On Wed, 2013-12-18 at 10:48 +0530, Deepthi Dharwar wrote:
> Hi Micheal,
> 
> Thanks for the review.

No worries.

> On 12/18/2013 08:13 AM, Michael Ellerman wrote:
> > On Mon, 2013-12-16 at 18:00 +0530, Deepthi Dharwar wrote:
> >> +/* All the information regarding an error/event to be reported
> >> + * needs to populate this structure using pre-defined interfaces
> >> + * only
> >> + */
> >> +struct opal_errorlog {
> >> +
> >> +	uint16_t component_id;
> >> +	uint8_t error_events_type:3;
> > 
> > Bit field?
> > 
> >> +	uint8_t subsystem_id;
> >> +
> >> +	uint8_t event_sev;
> >> +	uint8_t event_subtype;
> >> +	uint8_t usr_scn_count; /* User section count */
> > 
> > user_section_count;
> > 
> >> +	uint8_t elog_origin;
> >> +
> >> +	uint32_t usr_scn_size; /* User section size */
> > 
> > user_section_size;
> > 
> >> +	uint32_t reason_code;
> >> +	uint32_t additional_info[4];
> >> +
> >> +	char usr_data_dump[OPAL_LOG_MAX_DUMP];
> >> +};
> > 
> > It looks like this goes straight to Opal, should we be using __packed ?
> 
> Yes, this goes straight into Opal. The structure is defined such that
> it is packed by default, this will not require compiler to pack bytes.

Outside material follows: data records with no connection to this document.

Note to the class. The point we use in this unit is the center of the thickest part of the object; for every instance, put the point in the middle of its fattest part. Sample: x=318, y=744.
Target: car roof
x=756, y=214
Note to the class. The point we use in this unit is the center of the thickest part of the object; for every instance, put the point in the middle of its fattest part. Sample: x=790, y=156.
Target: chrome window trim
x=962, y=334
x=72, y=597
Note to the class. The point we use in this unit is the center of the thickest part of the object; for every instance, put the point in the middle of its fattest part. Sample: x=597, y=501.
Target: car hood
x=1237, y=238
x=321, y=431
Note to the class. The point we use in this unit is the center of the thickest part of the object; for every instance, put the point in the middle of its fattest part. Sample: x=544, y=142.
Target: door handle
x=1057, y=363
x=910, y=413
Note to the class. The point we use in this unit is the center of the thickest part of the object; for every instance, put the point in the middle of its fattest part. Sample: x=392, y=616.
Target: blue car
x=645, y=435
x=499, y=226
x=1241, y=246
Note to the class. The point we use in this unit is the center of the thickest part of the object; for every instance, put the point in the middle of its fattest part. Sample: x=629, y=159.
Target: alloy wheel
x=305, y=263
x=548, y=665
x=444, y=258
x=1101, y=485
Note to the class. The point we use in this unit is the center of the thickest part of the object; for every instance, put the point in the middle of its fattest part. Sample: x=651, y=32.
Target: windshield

Sure, but the compiler might decide to lay it out differently for some reason.
You should use __packed.

Also bitfields are essentially a big "implementation defined behaviour" sign,
so I would avoid using the bitfield.

> >> diff --git a/arch/powerpc/platforms/powernv/opal-elog.c b/arch/powerpc/platforms/powernv/opal-elog.c
> >> index 58849d0..ade1e58 100644
> >> --- a/arch/powerpc/platforms/powernv/opal-elog.c
> >> +++ b/arch/powerpc/platforms/powernv/opal-elog.c
> >> @@ -22,7 +23,9 @@
> >>  /* Maximum size of a single log on FSP is 16KB */
> >>  #define OPAL_MAX_ERRLOG_SIZE	16384
> >>  
> >> -/* maximu number of records powernv can hold */
> >> +#define USR_CHAR_ARRAY_FIXED_SIZE      4
> > 
> > What is this?
> 
> struct User data section is mapped to a buffer. As all the structures
> are padded, we need to subtract the same to do data manipulation.
> Make me need to re-word it or use __packed here.

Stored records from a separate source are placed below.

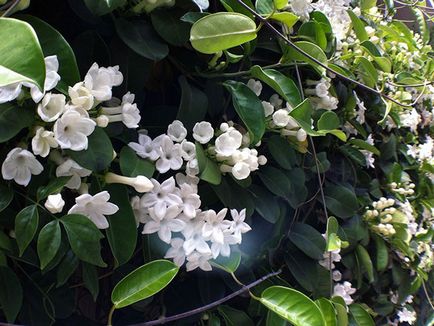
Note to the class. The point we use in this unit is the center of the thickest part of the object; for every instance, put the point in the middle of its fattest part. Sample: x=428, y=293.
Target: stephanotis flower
x=95, y=208
x=72, y=129
x=19, y=165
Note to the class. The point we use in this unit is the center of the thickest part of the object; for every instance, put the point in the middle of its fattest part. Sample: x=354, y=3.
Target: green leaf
x=282, y=84
x=341, y=201
x=308, y=240
x=21, y=58
x=143, y=282
x=99, y=153
x=103, y=7
x=366, y=262
x=249, y=108
x=328, y=311
x=229, y=264
x=208, y=169
x=53, y=43
x=168, y=25
x=293, y=306
x=310, y=48
x=90, y=279
x=193, y=106
x=131, y=165
x=141, y=38
x=358, y=26
x=53, y=187
x=11, y=294
x=84, y=238
x=49, y=242
x=234, y=317
x=12, y=119
x=122, y=233
x=6, y=196
x=360, y=315
x=221, y=31
x=26, y=224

Yeah that's still not really clear to me, so if you can do something that is
more obvious that would be good.

> >> @@ -272,6 +275,61 @@ static int init_err_log_buffer(void)
> >>  	return 0;
> >>  }
> >>  
> >> +/* Interface to be used by POWERNV to push the logs to FSP via Sapphire */
> >> +struct opal_errorlog *elog_create(uint8_t err_evt_type, uint16_t component_id,
> >> +		uint8_t subsystem_id, uint8_t event_sev, uint8_t  event_subtype,
> >> +		uint32_t reason_code, uint32_t info0, uint32_t info1,
> >> +		uint32_t info2, uint32_t info3)
> > 
> > 
> > A call to this function is going to be just a giant list of integer values, it
> > will not be easy to see at a glance which value goes in which field.
> > 
> > I think you'd be better off with an elog_alloc() routine, and then you just do
> > the initialisation explicitly so that it's obvious which value goes where:
> > 
> > 	elog->error_events_type = FOO;
> > 	elog->component_id = BAR;
> > 	elog->subsystem_id = ETC;
> > 
> 
> elog_create() will be called by all sub-systems on POWERNV platform to
> log events and errors. I feel we are better off passing all the required
> arguments to the interface than initialize explicitly.
> This would have a cleaner interface to error logging by
> 1) Removing huge amount of code duplication ( Each and every error/event
> to be reported needs to initialise fields of the opal_errorlog struct
> done many many times on POWERNV, results in redundant code )

It will be more lines of code, but it might be more readable code.

> 2) There are chances of missing out on initialising key fields if
> done by the user. Having an interface mandates the fields that
> needs to populated while logging error/events.

I can always pass 0 :)

We will see how it looks once there are some callers.

> >> +void commit_errorlog_to_fsp(struct opal_errorlog *buf)
> >> +{
> >> +	opal_commit_log_to_fsp((void *)(vmalloc_to_pfn(buf) << PAGE_SHIFT));
> > 
> > Can't fail?
> 
> It is better to have a return here, atleast for the caller to know if
> opal handling of the same is successful or not. I will make the required
> change.
> 
> >> +	kfree(buf);
> > 
> > It's a bit rude to free buf when the caller still has a pointer to it.
> 
> Technically, after the error log has been committed, the user is not
> supposed to re-use or do anything with that buffer. I need to add
> checks in all my routines if(buf != NULL), to handle the case where
> the user by mistake is trying to use the same buffer pointer.

Why is the user not supposed to re-use it?

kfree()'ing the buffer doesn't prevent the caller from re-using it.

cheers